In court today (Wednesday), the justices, after deliberating on the decision, again failed to reach a verdict.
The case was brought by two Ghanaian citizens, Margaret Bamful and Henry Nana Boakye, who argue that the decision by the John Mahama government run afoul of the constitution of the country.
The court’s seven member panel, chaired by Justice William Atuguba, are unclear over whether decisions taken by government in respect to national security can be overturned by the court.
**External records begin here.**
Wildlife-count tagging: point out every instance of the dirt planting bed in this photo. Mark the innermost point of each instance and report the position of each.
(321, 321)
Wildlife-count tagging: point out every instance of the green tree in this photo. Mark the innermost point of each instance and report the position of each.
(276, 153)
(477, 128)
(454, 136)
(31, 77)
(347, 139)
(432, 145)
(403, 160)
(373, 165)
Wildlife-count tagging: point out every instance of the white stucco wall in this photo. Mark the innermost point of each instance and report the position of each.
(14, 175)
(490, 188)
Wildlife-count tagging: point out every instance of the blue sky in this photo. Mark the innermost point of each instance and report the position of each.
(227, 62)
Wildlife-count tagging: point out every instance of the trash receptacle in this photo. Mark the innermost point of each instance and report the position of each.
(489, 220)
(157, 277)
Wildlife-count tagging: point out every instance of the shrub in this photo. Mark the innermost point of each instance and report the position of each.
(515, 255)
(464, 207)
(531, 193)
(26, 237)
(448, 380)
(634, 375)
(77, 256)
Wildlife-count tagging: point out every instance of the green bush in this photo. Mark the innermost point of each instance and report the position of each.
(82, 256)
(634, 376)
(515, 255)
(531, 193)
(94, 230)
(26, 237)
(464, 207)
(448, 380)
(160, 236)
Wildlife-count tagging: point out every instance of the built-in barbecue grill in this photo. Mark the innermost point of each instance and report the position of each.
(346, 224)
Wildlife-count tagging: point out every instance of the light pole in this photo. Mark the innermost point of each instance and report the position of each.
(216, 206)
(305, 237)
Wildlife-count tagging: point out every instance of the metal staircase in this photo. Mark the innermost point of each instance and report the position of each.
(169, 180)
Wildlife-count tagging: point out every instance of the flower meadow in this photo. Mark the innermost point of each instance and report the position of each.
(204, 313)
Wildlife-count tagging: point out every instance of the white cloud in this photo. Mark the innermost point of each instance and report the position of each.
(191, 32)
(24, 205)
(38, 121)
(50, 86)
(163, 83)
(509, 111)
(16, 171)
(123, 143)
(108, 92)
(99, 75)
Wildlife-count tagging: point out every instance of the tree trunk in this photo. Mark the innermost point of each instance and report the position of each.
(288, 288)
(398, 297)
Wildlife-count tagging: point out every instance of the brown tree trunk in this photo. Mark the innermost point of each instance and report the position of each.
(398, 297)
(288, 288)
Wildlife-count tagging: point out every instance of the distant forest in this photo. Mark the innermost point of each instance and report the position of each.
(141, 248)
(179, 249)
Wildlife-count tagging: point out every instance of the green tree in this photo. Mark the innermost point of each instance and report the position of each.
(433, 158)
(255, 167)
According to Starrfmonline: “The difficulty of the Supreme Court is that they want to be sure if decisions taken in respect of national security interest to enter into agreements with another country can be overturned by the court on grounds that it conflicts with a constitutional provision. They further explain that as it stands now, the said agreement has already been executed and they are wondering if anything at all can change about it per the judgment of the court.”
Mahmud Umar Muhammad Bin Atef and Khalid Muhammad Salih Al-Dhuby, two Yemeni nationals, were admitted into Ghana by the former government after an agreement was reached with the United States government.
The two were former detainees at the US’ terrorist holding cell on Guantanamo Bay, Cuba.
The case has been adjourned to 24th of May for counsel for both sides to make new arguments, wit a new judgement scheduled for the 22nd of June.